No quality-of-life, functional-recovery, or longer-term relapse endpoints were included. And because everything came from one center using one acupoint protocol, replication across clinicians, hospitals, and patient populations is unproven.
The trial sits at the edge of neuroscience rather than in its center.
PHN begins as peripheral nerve injury, but the outcomes included sleep disruption, neuroactive pain signaling, inflammation, and a brain-active drug.

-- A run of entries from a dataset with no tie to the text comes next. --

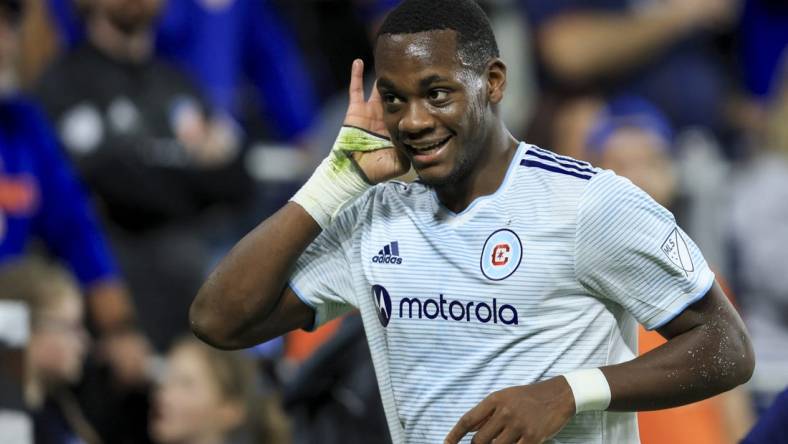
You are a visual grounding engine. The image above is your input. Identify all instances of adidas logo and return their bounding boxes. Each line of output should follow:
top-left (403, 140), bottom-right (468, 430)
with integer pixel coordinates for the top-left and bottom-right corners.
top-left (372, 241), bottom-right (402, 265)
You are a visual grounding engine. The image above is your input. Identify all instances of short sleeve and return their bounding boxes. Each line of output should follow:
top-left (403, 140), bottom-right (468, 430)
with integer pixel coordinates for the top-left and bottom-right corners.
top-left (288, 193), bottom-right (370, 329)
top-left (575, 171), bottom-right (714, 330)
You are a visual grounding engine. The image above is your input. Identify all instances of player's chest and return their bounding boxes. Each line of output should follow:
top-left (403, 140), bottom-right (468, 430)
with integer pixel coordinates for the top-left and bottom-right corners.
top-left (360, 220), bottom-right (574, 330)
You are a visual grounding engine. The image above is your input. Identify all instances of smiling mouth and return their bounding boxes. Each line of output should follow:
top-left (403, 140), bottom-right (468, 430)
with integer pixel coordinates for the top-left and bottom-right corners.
top-left (402, 136), bottom-right (452, 155)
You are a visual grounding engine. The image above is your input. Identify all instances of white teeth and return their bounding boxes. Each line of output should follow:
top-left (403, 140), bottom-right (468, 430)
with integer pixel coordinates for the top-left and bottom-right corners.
top-left (410, 138), bottom-right (449, 151)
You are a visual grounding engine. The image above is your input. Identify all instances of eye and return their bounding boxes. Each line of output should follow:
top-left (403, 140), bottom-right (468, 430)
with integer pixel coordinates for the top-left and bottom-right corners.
top-left (383, 93), bottom-right (400, 105)
top-left (427, 89), bottom-right (449, 102)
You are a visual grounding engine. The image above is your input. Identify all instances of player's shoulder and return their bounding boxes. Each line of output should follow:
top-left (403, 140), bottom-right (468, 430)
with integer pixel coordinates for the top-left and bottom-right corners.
top-left (332, 180), bottom-right (432, 229)
top-left (519, 145), bottom-right (605, 184)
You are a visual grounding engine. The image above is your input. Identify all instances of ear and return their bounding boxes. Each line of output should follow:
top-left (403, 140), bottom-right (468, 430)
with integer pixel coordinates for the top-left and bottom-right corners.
top-left (487, 58), bottom-right (506, 105)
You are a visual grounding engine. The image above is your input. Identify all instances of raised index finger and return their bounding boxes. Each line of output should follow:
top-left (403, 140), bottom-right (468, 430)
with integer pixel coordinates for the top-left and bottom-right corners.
top-left (349, 59), bottom-right (364, 104)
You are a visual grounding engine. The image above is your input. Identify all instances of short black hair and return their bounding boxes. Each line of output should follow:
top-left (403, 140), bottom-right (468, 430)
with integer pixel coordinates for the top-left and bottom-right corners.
top-left (377, 0), bottom-right (499, 71)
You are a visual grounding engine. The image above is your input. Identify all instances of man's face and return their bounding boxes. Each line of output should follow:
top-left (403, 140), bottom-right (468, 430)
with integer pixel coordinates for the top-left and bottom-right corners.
top-left (93, 0), bottom-right (162, 33)
top-left (375, 30), bottom-right (491, 186)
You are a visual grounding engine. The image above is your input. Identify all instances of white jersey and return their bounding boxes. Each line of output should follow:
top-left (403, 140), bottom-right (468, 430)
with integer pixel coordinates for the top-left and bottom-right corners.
top-left (290, 143), bottom-right (714, 444)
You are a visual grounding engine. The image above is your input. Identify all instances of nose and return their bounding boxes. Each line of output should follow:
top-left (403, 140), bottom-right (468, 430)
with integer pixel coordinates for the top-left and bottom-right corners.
top-left (398, 101), bottom-right (435, 140)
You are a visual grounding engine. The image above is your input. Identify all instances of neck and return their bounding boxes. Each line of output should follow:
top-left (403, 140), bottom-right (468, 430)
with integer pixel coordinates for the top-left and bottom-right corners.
top-left (435, 122), bottom-right (517, 213)
top-left (88, 14), bottom-right (153, 63)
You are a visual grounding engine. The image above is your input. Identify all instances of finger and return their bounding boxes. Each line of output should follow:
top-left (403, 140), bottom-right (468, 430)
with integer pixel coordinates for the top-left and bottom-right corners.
top-left (369, 80), bottom-right (383, 104)
top-left (495, 427), bottom-right (532, 444)
top-left (444, 401), bottom-right (494, 444)
top-left (471, 415), bottom-right (508, 444)
top-left (349, 59), bottom-right (364, 103)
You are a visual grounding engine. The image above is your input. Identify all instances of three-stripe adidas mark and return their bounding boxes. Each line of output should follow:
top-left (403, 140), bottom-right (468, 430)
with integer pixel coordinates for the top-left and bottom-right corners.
top-left (372, 241), bottom-right (402, 265)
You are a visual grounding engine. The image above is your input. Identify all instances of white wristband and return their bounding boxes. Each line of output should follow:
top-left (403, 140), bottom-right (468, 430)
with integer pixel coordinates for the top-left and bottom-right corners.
top-left (563, 368), bottom-right (610, 413)
top-left (290, 126), bottom-right (391, 229)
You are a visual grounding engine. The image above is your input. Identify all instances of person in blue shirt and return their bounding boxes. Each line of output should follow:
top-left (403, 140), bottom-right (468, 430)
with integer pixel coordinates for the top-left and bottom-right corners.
top-left (0, 0), bottom-right (147, 384)
top-left (741, 388), bottom-right (788, 444)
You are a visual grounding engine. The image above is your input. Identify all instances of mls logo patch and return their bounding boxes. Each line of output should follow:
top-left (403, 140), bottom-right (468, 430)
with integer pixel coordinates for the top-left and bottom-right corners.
top-left (479, 228), bottom-right (523, 281)
top-left (660, 228), bottom-right (695, 273)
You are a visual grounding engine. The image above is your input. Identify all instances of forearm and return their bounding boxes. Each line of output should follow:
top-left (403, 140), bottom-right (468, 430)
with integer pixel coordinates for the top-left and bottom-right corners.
top-left (602, 288), bottom-right (754, 411)
top-left (538, 12), bottom-right (688, 82)
top-left (189, 202), bottom-right (320, 348)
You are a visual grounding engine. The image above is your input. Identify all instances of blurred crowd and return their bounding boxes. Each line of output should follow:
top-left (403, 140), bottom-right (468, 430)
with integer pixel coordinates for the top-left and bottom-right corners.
top-left (0, 0), bottom-right (788, 444)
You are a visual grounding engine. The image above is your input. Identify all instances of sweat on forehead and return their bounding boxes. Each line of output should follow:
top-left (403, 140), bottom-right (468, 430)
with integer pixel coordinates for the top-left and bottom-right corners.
top-left (375, 30), bottom-right (470, 70)
top-left (378, 0), bottom-right (499, 69)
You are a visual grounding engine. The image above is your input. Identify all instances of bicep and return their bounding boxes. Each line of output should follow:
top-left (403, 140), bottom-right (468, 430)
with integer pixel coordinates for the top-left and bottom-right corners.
top-left (657, 282), bottom-right (745, 340)
top-left (249, 285), bottom-right (315, 345)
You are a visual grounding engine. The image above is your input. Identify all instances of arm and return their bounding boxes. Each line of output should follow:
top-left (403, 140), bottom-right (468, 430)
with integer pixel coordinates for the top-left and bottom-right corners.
top-left (446, 284), bottom-right (754, 444)
top-left (447, 172), bottom-right (753, 443)
top-left (189, 202), bottom-right (320, 349)
top-left (537, 0), bottom-right (735, 82)
top-left (602, 283), bottom-right (755, 411)
top-left (189, 60), bottom-right (408, 349)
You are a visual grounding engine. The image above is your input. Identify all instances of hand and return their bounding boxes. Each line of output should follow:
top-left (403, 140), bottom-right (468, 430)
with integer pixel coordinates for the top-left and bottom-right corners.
top-left (343, 59), bottom-right (410, 183)
top-left (444, 376), bottom-right (575, 444)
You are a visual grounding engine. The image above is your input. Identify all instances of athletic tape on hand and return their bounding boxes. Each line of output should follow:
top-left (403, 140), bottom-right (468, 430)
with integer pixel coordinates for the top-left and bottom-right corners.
top-left (290, 126), bottom-right (392, 229)
top-left (563, 368), bottom-right (611, 413)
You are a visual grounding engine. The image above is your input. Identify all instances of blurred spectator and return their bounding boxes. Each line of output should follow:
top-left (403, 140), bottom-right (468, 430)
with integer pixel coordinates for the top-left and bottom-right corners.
top-left (0, 259), bottom-right (100, 444)
top-left (150, 337), bottom-right (291, 444)
top-left (587, 96), bottom-right (752, 444)
top-left (42, 0), bottom-right (319, 141)
top-left (587, 96), bottom-right (677, 207)
top-left (729, 57), bottom-right (788, 409)
top-left (0, 0), bottom-right (147, 390)
top-left (284, 314), bottom-right (391, 444)
top-left (741, 389), bottom-right (788, 444)
top-left (521, 0), bottom-right (737, 137)
top-left (37, 0), bottom-right (249, 350)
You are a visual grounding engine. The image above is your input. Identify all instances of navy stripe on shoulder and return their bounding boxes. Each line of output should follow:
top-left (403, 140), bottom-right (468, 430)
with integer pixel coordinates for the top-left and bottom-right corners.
top-left (531, 145), bottom-right (594, 168)
top-left (520, 159), bottom-right (593, 180)
top-left (525, 151), bottom-right (596, 175)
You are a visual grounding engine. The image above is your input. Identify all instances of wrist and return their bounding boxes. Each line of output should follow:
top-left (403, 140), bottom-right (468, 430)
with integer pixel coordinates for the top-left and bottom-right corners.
top-left (562, 368), bottom-right (611, 414)
top-left (290, 126), bottom-right (391, 229)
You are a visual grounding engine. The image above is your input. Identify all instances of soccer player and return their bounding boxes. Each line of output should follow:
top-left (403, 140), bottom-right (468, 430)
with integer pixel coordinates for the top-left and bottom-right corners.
top-left (190, 0), bottom-right (754, 444)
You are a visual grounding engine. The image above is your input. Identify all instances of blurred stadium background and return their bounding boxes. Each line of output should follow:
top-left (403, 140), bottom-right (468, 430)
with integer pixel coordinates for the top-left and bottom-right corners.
top-left (0, 0), bottom-right (788, 444)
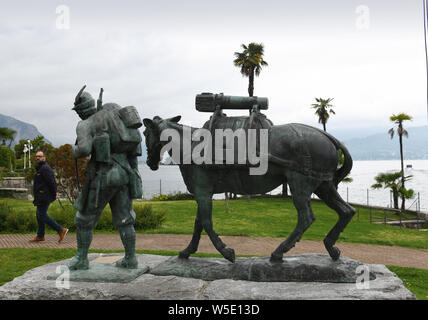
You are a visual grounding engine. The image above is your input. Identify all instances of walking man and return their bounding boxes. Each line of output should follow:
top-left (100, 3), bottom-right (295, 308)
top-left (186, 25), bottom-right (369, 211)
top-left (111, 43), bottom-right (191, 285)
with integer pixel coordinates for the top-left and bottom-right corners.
top-left (30, 151), bottom-right (68, 243)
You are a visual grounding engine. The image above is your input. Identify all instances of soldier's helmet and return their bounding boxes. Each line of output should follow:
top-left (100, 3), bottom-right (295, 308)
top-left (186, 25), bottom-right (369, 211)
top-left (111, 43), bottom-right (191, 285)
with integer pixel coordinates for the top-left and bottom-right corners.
top-left (72, 85), bottom-right (97, 120)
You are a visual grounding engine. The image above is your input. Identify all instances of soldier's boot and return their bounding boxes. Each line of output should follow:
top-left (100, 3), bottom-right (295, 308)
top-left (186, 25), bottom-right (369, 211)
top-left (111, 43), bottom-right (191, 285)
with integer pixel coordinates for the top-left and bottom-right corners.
top-left (68, 229), bottom-right (92, 270)
top-left (116, 225), bottom-right (138, 269)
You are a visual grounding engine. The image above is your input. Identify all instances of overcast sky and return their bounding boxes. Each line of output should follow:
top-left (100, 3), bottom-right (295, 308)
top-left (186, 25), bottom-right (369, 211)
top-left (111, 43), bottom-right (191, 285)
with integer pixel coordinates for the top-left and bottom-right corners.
top-left (0, 0), bottom-right (427, 146)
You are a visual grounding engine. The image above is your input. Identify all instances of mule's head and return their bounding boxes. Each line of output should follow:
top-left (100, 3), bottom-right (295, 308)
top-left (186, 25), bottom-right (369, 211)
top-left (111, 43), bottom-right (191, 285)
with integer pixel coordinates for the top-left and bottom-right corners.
top-left (143, 116), bottom-right (181, 170)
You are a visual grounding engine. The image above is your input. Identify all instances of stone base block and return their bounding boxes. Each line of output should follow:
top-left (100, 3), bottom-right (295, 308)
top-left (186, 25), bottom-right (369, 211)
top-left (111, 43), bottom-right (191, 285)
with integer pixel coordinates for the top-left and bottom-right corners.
top-left (0, 254), bottom-right (415, 300)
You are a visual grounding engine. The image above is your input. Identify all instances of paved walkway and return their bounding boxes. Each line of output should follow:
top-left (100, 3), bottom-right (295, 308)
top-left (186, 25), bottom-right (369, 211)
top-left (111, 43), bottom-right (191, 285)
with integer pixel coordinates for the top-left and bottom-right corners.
top-left (0, 233), bottom-right (428, 269)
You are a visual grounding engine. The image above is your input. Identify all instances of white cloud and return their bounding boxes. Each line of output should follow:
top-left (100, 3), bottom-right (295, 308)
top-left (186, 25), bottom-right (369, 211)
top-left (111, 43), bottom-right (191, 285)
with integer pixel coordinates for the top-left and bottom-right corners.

That combination makes the result more concrete than many complementary-medicine reports — even though the no-sham design leaves the subjective endpoints exposed to expectancy effects. The next study should add sham embedding, longer follow-up, and multi-center recruitment before any practice guideline is willing to act on it.
Citation: DOI: 10.36721/PJPS.2026.39.5.152.1; Li et al; Pharmacodynamic basis of gabapentin combined with Hegu-point catgut embedding for post-herpetic neuralgia; Pakistan Journal of Pharmaceutical Sciences; 2026;39(6):1611–1617.
Study Design: Single-center randomized clinical trial, assessor-blinded, no sham control, 4-week follow-up.
Sample Size: 210 PHN patients aged 40–70 randomized 1:1 to gabapentin alone or gabapentin plus weekly bilateral Hegu-point catgut embedding.
Key Statistic: Response 92.38% vs 80.00% (p = 0.009); VAS 3.22 vs 4.18 (p < 0.001); PSQI improved 8.91 vs 6.31 points; adverse events 12.38% vs 26.67%.
Caveat: No sham embedding control, single center, short follow-up — expectancy effects on subjective endpoints cannot be ruled out.